While all of this can be welcomed as good news in terms of business continuity for many enterprises doing business across the Channel, the EDPB points out in its above referenced statement on this topic that, as the UK is no longer an EU Member State, UK based controllers and processors whose processing activities are subject to the application of the GDPR under Article 3(2) GDPR are required to designate a representative in the Union in accordance with Article 27 of the GDPR. The representative may be addressed by supervisory authorities and data subjects on all issues related to processing activities in order to ensure compliance with the GDPR.
Another very concrete and rather immediate consequence of the UK leaving the EU fold concerns binding corporate rules (BCRs) that multinationals may leverage to ensure the efficient transfer of data between their affiliates across jurisdictions. Organisations which rely on BCRs for their data transfers will need to adjust their BCRs so that they meet both EEA and UK requirements. Recent Brexit related legislation in the UK requires organisations which have BCRs which were approved under the GDPR, by an authority other than the Information Commissioner, to resubmit their BCRs to the British privacy watchdog (Information Commissioner’s Office - ICO) by 31st June 2021.

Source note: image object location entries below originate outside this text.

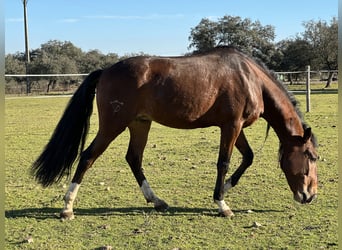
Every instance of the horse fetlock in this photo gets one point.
(67, 215)
(160, 205)
(227, 213)
(228, 185)
(224, 209)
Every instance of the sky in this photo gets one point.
(154, 27)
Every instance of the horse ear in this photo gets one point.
(307, 134)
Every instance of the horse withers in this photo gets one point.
(222, 87)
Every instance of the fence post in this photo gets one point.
(308, 90)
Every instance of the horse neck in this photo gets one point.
(280, 113)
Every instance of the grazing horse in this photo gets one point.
(222, 87)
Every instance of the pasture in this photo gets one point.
(181, 168)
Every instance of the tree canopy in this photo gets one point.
(316, 46)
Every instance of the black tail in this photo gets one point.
(68, 139)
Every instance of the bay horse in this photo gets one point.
(222, 87)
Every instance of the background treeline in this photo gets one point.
(317, 46)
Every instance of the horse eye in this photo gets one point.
(310, 155)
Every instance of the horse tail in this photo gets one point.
(68, 139)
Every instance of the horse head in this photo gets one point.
(298, 161)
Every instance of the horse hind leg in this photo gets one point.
(88, 157)
(229, 136)
(139, 130)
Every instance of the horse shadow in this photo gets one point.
(53, 213)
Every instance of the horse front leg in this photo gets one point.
(139, 130)
(247, 160)
(228, 138)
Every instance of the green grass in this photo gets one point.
(181, 168)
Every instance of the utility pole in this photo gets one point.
(27, 49)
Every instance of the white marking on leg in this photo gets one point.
(148, 193)
(70, 197)
(222, 205)
(227, 185)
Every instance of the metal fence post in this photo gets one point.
(308, 90)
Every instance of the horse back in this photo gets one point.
(186, 92)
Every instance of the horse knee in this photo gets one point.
(248, 158)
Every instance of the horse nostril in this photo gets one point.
(304, 198)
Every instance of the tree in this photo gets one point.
(250, 37)
(323, 38)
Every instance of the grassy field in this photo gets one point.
(181, 168)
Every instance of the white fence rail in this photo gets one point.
(307, 72)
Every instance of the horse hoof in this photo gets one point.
(161, 206)
(226, 213)
(67, 215)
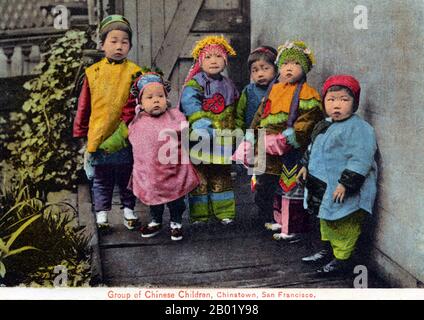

Speaking of which, the ICO is no longer a data protection authority that can partake in the GDPR One-Stop-Shop (OSS) mechanism for overseeing cross-border data processing activities. This too will have an impact on the way data protection between the EU and UK is handled going forward.
In summary, while the Brexit Agreement and the prospect of an adequacy decision before summer give some level of comfort to businesses and privacy professionals grappling with the data protection fall-out of Brexit, there are several considerations on post-Brexit GDPR to be taken into account if your company transfers personal data across the Channel. As always, it is advisable to seek expert legal advice on how these affect your business.